The irony is that people used to live in that kind of environment in the first place: quiet, slow-paced, plenty of space, no crowds, natural lighting and oil lamps — a peaceful existence for the most part. In fact, they didn’t even have tags in clothing (a bane for many autistic people) in a pre-technological society.

I’m not disabled by my autism just because I hate clothing tags and cut them out down to the nub.

It is not in our genetic, evolutionary hardwiring to be okay with the feeling of these things on our skin.

And though I’m driven to remove tags that won’t ever touch my skin, such as inside sun hats, inside wallets and inside fanny packs – this requirement is only a quirk, not a disability.

I am NOT disabled by my autism just because men were stupid enough to invent loud, multiple exhausts for cars, altered (and illegal) pipes for motorcycles, or because some women feel compelled to drown their bodies in fragrance before stepping out onto the gym floor to exercise.

Imagine all the autistics who’d be able to go shopping without a hitch if fluorescent lighting were never invented, and instead, LED lighting had always been around.

What if population growth was such that cities were never crowded enough for there to be crowded stores?

What if the U.S. adopted what many Asian and Southeast Asian countries have, regarding eye contact?

In the Western world plus the UK, Western Europe and Australia, avoidance of eye contact is costly in the social and occupational realms, yet in numerous other countries, giving good eye contact will significantly work against you.
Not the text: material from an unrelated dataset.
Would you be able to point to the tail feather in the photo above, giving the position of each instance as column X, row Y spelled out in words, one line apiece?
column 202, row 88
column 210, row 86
Some autistic people have difficulty making eye contact for longer than a few seconds.

Though I can easily sustain eye contact, I speak on behalf of those Autists who struggle in this area – whose struggle would go completely unnoticed in the following countries: China, Hong Kong, Japan, South Korea and Vietnam.

My take is this: Don’t be quick to label autistic people as disabled just because they need accommodations. What many autistic people find to be averse was not written into our DNA.

Though some of it seemingly has been, such as the feel of our own hair on our necks, this doesn’t mean that intolerance of one’s own hair on their neck makes them disabled!

Lorra Garrick has been covering medical and fitness topics for many years, having written thousands of articles for print magazines and websites, including as a ghostwriter. She’s also a former ACE-certified personal trainer. In 2022 she received a diagnosis of Level 1 Autism Spectrum Disorder.